- Teams: 14
- Premiers: Oakleigh 4th premiership
- Minor premiers: Port Melbourne 4th minor premiership

= 1952 VFA season =

The 1952 Victorian Football Association season was the 71st season of the Australian rules football competition. The premiership was won by the Oakleigh Football Club, after it defeated Port Melbourne by 21 points in the Grand Final on 4 October. It was Oakleigh's fourth VFA premiership.

== Premiership ==
The home-and-home season was played over twenty matches, before the top four clubs contested a finals series under the Page–McIntyre system to determine the premiers for the season.

=== Ladder ===

1952 VFA ladder
| Pos | Team | Pld | W | L | D | PF | PA | PP | Pts |
|---|---|---|---|---|---|---|---|---|---|
| 1 | Port Melbourne | 20 | 18 | 2 | 0 | 1911 | 1245 | 153.5 | 72 |
| 2 | Coburg | 20 | 15 | 5 | 0 | 1709 | 1272 | 134.4 | 60 |
| 3 | Oakleigh (P) | 20 | 13 | 7 | 0 | 1494 | 1226 | 121.9 | 52 |
| 4 | Yarraville | 20 | 13 | 7 | 0 | 1537 | 1434 | 107.2 | 52 |
| 5 | Brunswick | 20 | 12 | 8 | 0 | 1366 | 1278 | 106.9 | 48 |
| 6 | Camberwell | 20 | 11 | 8 | 1 | 1411 | 1363 | 103.5 | 46 |
| 7 | Prahran | 20 | 11 | 9 | 0 | 1511 | 1501 | 100.7 | 44 |
| 8 | Moorabbin | 20 | 10 | 10 | 0 | 1301 | 1326 | 98.1 | 40 |
| 9 | Northcote | 20 | 10 | 10 | 0 | 1270 | 1321 | 96.1 | 40 |
| 10 | Williamstown | 20 | 8 | 12 | 0 | 1767 | 1571 | 112.5 | 32 |
| 11 | Preston | 20 | 7 | 12 | 1 | 1495 | 1576 | 94.9 | 30 |
| 12 | Sandringham | 20 | 7 | 13 | 0 | 1393 | 1743 | 79.9 | 28 |
| 13 | Box Hill | 20 | 2 | 18 | 0 | 1228 | 1856 | 66.2 | 8 |
| 14 | Brighton | 20 | 2 | 18 | 0 | 1036 | 1717 | 60.3 | 8 |

== Awards ==
- The leading goalkicker for the season was Johnny Walker (Williamstown), who kicked 103 goals in the home-and-home season and did not participate in finals.
- The J. J. Liston Trophy was won by Frank Johnson (Port Melbourne), who polled 47 votes. Jim Bohan (Camberwell) was second with 45 votes, and Bill Morris (Box Hill) was third with 23 votes.
- Yarraville won the seconds premiership. Yarraville 14.13 (97) defeated Moorabbin 12.15 (87) in the Grand Final, played as a curtain raiser to the firsts Grand Final on 4 October.

== Notable events ==
- The Association's Thirds competition, contested by players under the age of 19, was established in 1952. Most clubs already operated Thirds teams, but they were fielded in local leagues rather than a dedicated Association-operated competition.
- In its first match of the season on 19 April, Oakleigh 14.10 (94) comfortably defeated Brunswick 4.9 (33). However, two of Oakleigh's new recruits – Eric Guy and Bill Botten, both from the Carrum Football Club – were played before their clearances from the Mornington Peninsula Football League were formally lodged with the Association; as a result, on 5 May the Association awarded the match and the four premiership points to Brunswick, and Oakleigh was fined £10. Oakleigh argued that the paperwork error was made by the Permit Committee, not the club; but the Association found that the onus was on Oakleigh to ensure the paperwork was lodged correctly.
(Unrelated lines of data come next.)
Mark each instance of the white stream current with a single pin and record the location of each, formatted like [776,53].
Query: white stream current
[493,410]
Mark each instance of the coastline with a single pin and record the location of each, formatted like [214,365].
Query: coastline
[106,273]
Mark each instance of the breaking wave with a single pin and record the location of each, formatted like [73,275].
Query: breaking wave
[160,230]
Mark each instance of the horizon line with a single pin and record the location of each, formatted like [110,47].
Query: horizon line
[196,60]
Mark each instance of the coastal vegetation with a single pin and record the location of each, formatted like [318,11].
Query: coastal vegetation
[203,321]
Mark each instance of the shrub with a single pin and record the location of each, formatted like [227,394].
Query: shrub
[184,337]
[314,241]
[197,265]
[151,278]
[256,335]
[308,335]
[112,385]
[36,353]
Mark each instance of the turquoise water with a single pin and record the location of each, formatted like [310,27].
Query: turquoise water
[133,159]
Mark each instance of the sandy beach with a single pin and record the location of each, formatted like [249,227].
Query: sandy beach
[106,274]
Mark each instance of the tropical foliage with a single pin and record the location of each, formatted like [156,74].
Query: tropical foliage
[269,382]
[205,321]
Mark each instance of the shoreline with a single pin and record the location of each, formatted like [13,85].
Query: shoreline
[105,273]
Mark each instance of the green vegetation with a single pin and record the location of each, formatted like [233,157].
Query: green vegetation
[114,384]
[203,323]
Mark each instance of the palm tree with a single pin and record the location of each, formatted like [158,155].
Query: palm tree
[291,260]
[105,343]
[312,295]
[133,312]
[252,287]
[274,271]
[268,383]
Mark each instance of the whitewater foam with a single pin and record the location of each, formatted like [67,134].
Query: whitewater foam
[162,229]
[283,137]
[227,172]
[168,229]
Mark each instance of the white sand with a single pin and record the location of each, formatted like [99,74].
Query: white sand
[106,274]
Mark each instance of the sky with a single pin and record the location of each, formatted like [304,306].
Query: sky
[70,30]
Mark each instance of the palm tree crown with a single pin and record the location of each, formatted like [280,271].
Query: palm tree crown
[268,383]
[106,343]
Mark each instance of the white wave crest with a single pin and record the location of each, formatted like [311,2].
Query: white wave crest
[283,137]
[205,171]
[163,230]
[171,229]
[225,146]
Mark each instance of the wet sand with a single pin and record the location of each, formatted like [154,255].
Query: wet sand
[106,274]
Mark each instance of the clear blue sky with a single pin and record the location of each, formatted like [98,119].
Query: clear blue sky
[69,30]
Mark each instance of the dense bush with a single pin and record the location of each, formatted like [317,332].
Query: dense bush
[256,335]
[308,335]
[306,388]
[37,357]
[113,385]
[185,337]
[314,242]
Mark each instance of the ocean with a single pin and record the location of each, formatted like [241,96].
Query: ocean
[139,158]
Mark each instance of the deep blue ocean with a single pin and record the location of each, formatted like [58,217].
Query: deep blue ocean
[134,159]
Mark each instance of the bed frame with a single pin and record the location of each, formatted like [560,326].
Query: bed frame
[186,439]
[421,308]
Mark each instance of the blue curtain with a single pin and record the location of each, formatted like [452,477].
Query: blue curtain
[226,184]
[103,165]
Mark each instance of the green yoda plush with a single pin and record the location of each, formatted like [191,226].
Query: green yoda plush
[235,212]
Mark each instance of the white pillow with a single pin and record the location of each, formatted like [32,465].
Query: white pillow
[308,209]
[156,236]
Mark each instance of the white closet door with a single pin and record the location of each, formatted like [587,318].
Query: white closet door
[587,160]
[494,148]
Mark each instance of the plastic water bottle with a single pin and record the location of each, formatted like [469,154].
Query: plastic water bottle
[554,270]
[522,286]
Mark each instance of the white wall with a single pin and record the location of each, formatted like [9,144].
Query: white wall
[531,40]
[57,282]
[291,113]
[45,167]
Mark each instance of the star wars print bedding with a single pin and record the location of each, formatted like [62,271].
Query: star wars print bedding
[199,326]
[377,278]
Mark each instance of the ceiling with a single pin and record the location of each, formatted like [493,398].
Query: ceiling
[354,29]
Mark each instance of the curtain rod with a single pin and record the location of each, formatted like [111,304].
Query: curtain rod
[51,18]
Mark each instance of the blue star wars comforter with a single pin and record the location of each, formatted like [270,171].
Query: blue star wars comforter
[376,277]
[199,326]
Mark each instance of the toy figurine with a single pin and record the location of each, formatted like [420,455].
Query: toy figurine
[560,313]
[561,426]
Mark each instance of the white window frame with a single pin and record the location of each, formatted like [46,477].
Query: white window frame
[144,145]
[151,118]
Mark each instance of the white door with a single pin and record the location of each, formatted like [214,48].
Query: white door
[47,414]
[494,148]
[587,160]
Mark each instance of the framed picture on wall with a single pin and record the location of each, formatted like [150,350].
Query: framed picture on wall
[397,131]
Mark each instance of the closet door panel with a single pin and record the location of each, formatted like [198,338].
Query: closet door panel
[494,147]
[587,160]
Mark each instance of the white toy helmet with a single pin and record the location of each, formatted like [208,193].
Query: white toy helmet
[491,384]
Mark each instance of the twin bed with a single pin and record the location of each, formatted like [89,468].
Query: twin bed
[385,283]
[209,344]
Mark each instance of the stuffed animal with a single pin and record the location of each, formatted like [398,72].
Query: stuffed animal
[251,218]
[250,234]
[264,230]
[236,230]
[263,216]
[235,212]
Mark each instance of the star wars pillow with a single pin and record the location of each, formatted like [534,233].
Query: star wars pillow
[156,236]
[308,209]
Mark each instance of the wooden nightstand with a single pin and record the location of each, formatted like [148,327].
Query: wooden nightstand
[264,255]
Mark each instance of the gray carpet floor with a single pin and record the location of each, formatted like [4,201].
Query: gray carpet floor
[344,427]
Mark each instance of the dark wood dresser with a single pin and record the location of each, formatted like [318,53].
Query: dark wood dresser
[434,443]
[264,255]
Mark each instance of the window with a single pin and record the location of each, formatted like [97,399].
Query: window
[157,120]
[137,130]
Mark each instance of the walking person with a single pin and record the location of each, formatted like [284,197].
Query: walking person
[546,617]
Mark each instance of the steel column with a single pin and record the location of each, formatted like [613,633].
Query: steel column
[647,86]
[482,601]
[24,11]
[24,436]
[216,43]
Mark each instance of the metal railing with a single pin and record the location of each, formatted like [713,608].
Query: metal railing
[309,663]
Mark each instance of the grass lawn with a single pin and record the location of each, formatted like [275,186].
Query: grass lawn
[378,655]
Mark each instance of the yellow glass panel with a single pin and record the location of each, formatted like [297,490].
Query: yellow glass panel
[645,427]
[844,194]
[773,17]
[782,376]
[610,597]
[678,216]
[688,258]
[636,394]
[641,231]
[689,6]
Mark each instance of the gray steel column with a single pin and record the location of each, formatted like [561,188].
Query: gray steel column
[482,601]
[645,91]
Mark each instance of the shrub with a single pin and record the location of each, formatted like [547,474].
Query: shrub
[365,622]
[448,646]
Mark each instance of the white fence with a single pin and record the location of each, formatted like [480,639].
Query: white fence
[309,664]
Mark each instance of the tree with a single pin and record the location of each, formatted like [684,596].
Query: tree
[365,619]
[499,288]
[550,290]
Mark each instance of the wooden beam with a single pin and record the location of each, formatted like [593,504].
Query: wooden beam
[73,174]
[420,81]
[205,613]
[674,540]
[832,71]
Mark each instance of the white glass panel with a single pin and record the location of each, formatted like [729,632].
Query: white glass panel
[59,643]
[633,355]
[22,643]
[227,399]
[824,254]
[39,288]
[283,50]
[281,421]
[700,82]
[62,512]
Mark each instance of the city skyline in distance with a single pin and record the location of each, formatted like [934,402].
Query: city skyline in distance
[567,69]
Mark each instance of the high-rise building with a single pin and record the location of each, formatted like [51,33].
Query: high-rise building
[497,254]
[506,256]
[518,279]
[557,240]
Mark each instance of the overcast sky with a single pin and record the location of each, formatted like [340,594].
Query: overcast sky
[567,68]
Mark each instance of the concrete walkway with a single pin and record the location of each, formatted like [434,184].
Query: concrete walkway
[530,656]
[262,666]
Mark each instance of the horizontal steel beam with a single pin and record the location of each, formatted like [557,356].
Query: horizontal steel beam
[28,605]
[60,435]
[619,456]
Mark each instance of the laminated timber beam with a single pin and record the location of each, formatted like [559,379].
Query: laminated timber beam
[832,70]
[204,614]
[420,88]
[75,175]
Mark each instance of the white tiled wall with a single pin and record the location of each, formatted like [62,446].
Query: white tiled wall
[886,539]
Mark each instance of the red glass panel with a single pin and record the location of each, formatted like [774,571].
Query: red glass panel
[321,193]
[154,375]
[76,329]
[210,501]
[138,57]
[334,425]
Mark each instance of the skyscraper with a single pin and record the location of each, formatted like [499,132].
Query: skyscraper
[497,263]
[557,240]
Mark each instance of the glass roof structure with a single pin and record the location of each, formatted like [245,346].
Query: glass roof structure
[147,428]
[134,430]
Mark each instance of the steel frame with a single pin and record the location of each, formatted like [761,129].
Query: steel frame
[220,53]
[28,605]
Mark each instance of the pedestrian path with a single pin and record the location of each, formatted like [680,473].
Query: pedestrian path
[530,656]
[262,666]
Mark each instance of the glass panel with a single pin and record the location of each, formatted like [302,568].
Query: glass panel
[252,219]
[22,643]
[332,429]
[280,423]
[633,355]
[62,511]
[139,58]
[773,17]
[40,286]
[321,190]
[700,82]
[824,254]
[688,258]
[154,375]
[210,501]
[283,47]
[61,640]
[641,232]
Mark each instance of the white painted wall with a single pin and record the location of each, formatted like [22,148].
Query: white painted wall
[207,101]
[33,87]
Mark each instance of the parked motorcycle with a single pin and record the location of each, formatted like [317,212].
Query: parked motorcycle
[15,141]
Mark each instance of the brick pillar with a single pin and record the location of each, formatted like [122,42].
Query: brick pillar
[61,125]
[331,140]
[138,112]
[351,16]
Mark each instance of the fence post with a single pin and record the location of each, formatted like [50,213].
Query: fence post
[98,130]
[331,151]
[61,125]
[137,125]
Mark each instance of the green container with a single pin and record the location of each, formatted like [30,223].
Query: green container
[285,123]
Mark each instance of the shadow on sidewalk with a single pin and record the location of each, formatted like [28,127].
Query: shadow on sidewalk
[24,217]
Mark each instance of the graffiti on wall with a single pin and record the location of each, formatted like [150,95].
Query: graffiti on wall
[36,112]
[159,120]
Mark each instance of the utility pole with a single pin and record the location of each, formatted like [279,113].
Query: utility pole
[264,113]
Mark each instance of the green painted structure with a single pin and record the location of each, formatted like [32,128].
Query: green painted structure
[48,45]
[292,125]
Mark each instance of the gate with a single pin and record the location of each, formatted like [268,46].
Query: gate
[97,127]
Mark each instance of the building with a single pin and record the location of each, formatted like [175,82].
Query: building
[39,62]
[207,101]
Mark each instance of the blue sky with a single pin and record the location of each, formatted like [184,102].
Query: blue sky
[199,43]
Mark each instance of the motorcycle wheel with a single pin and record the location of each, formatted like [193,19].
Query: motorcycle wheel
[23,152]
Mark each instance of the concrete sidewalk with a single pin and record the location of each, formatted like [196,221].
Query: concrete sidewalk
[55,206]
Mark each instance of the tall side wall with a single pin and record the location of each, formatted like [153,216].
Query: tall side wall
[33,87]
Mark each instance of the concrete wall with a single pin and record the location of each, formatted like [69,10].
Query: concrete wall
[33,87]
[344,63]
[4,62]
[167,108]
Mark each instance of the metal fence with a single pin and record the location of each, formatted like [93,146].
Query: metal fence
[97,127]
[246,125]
In August, the club took the Association to the Supreme Court of Victoria, seeking to overturn the penalties and injunct the Association from staging the finals if the penalty affected Oakleigh's finishing position, but dropped the case prior to the final round of home-and-home matches after the injunction was refused and an unfavourable reserved judgement was delivered. Ultimately, the club's third placing on the ladder was unaffected by the penalty, and it went on to win the premiership. The legal action cost the club an estimated £453.
- On 3 May, Box Hill won its first senior match in the Association, defeating Brighton 12.14 (86) d. 12.12 (84), to end a 22-game winless streak which included one draw.